Millions of people have abandoned saving into pensions in the past year to bag an extra £550 or more in annual take-home pay to meet rising fuel and food bills.
The abrupt change in behaviour has left employees typically expecting to have to delay their retirement plans by three years, the Pensions Management Institute has found.
According to its research, 20 per cent of employees have opted out of workplace pension schemes or have asked to have their pension deductions reduced in the past year. Another 20 per cent are considering doing so.
Lower-paid employees on £20,000 a year can boost their take-home pay by about £550 by opting out, but they miss out on parallel contributions from their employer plus tax relief, so have less to put away for retirement. Employees on higher pay can boost their take-home pay by more.

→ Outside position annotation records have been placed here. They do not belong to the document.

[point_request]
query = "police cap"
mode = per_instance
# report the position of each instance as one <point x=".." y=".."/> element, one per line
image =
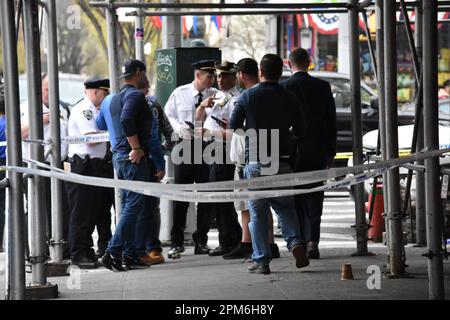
<point x="97" y="84"/>
<point x="226" y="67"/>
<point x="248" y="65"/>
<point x="204" y="65"/>
<point x="131" y="67"/>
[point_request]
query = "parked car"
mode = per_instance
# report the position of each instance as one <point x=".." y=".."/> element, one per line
<point x="340" y="87"/>
<point x="71" y="88"/>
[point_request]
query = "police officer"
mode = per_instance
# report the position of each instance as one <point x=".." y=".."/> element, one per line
<point x="180" y="109"/>
<point x="90" y="206"/>
<point x="216" y="112"/>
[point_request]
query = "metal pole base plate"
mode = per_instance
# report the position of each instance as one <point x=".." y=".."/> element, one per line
<point x="57" y="269"/>
<point x="356" y="254"/>
<point x="404" y="275"/>
<point x="38" y="292"/>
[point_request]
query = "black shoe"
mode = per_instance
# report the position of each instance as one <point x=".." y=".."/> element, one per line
<point x="259" y="268"/>
<point x="275" y="251"/>
<point x="91" y="256"/>
<point x="219" y="251"/>
<point x="312" y="250"/>
<point x="201" y="248"/>
<point x="131" y="263"/>
<point x="175" y="252"/>
<point x="112" y="263"/>
<point x="84" y="263"/>
<point x="301" y="260"/>
<point x="242" y="251"/>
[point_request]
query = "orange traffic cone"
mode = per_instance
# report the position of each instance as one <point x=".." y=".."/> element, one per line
<point x="377" y="223"/>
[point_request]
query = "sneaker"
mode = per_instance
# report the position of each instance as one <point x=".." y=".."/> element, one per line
<point x="112" y="263"/>
<point x="131" y="263"/>
<point x="259" y="268"/>
<point x="154" y="257"/>
<point x="312" y="250"/>
<point x="301" y="260"/>
<point x="242" y="251"/>
<point x="84" y="263"/>
<point x="100" y="253"/>
<point x="201" y="248"/>
<point x="275" y="251"/>
<point x="175" y="252"/>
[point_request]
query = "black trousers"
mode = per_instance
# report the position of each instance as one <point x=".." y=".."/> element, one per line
<point x="90" y="207"/>
<point x="230" y="231"/>
<point x="309" y="206"/>
<point x="65" y="213"/>
<point x="190" y="173"/>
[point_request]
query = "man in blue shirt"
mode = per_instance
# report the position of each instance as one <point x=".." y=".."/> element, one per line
<point x="153" y="244"/>
<point x="132" y="146"/>
<point x="271" y="108"/>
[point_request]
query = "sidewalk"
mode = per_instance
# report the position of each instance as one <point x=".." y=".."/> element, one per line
<point x="196" y="277"/>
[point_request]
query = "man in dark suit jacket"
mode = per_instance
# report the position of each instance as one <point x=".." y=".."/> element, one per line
<point x="318" y="147"/>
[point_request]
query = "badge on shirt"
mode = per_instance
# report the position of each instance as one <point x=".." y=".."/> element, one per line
<point x="88" y="114"/>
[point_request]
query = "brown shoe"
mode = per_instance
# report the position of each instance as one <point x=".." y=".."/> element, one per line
<point x="301" y="260"/>
<point x="152" y="258"/>
<point x="312" y="250"/>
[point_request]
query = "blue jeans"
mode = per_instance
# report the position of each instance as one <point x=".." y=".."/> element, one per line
<point x="259" y="218"/>
<point x="133" y="218"/>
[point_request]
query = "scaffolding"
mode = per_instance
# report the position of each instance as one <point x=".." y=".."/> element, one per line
<point x="425" y="127"/>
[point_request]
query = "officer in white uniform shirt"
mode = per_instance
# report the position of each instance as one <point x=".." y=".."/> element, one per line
<point x="180" y="109"/>
<point x="90" y="206"/>
<point x="215" y="113"/>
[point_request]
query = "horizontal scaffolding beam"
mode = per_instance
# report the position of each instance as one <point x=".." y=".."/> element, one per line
<point x="147" y="5"/>
<point x="233" y="13"/>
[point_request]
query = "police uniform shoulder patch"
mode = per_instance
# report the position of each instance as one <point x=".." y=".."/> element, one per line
<point x="88" y="114"/>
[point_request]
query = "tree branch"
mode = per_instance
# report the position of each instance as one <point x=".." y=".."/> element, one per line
<point x="85" y="7"/>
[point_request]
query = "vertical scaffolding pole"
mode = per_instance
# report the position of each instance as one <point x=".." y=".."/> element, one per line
<point x="171" y="30"/>
<point x="36" y="214"/>
<point x="113" y="62"/>
<point x="421" y="235"/>
<point x="15" y="268"/>
<point x="139" y="38"/>
<point x="355" y="81"/>
<point x="171" y="38"/>
<point x="395" y="233"/>
<point x="434" y="217"/>
<point x="56" y="241"/>
<point x="381" y="98"/>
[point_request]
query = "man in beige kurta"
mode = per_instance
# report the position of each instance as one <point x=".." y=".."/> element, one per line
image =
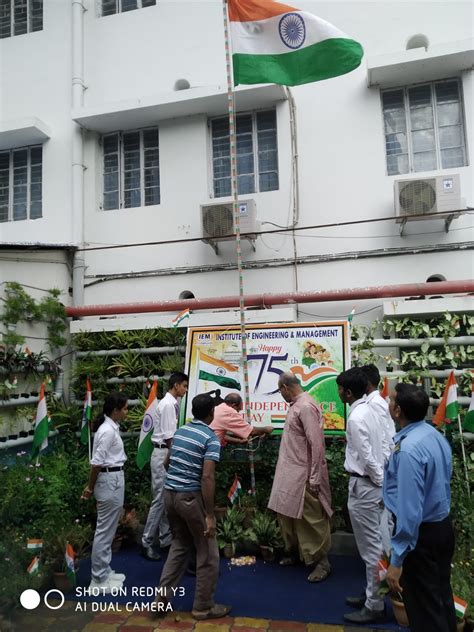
<point x="300" y="495"/>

The chase for cash to pay bills could jeopardise the automatic enrolment campaign, an undertaking with cross-party support designed to nudge people into saving for their old age.
Sara Cook, president of the Pensions Management Institute, said: “It is tragic that all the good achieved by automatic enrolment over the last decade might be undone by desperate people being forced to make short-term decisions at the expense of their longer-term security.”
Under automatic enrolment rules introduced in 2012, employers are required to automatically place new recruits into a pension scheme of minimum standards. To avoid it, employees must explicitly opt out. The plan has been deemed a huge success, encouraging more than 11 million people into retirement saving for the first time. Until recently, only 10 per cent of employees were opting out.
The PMI’s poll of 2,000 employees found that 7 per cent had opted out in the past 12 months and 13 per cent had asked to make lower contributions, which in many cases would mean they missed out on parallel contributions from their employer.
Automatically enrolled staff have a minimum of 5 per cent of their annual pay above £6,240 deducted, with employers chipping in another 3 per cent. By opting out, and allowing for extra tax and national insurance, an employee on £20,000 would get an extra £550 in take-home pay, or £46 a month.
Cook said she expected the numbers opting out or making smaller contributions to rise, “possibly rapidly”, as households grapple with the cost of Christmas and the reduction of energy price subsidies from April.
“Our research shows that a significant proportion of the general public is saving at rates that are lower than they were 12 months ago,” she said. “They are aware of the impact this will have, but feel that they have no alternative.”
Under the rules, staff who opt out are re-enrolled after three years and have to opt out again if they want to. The aim is to use inertia and “nudge economics” to encourage more pension saving.
Research this month by Aviva found that 23 per cent of workers in a pension fund were considering stopping, pausing or reducing their contributions.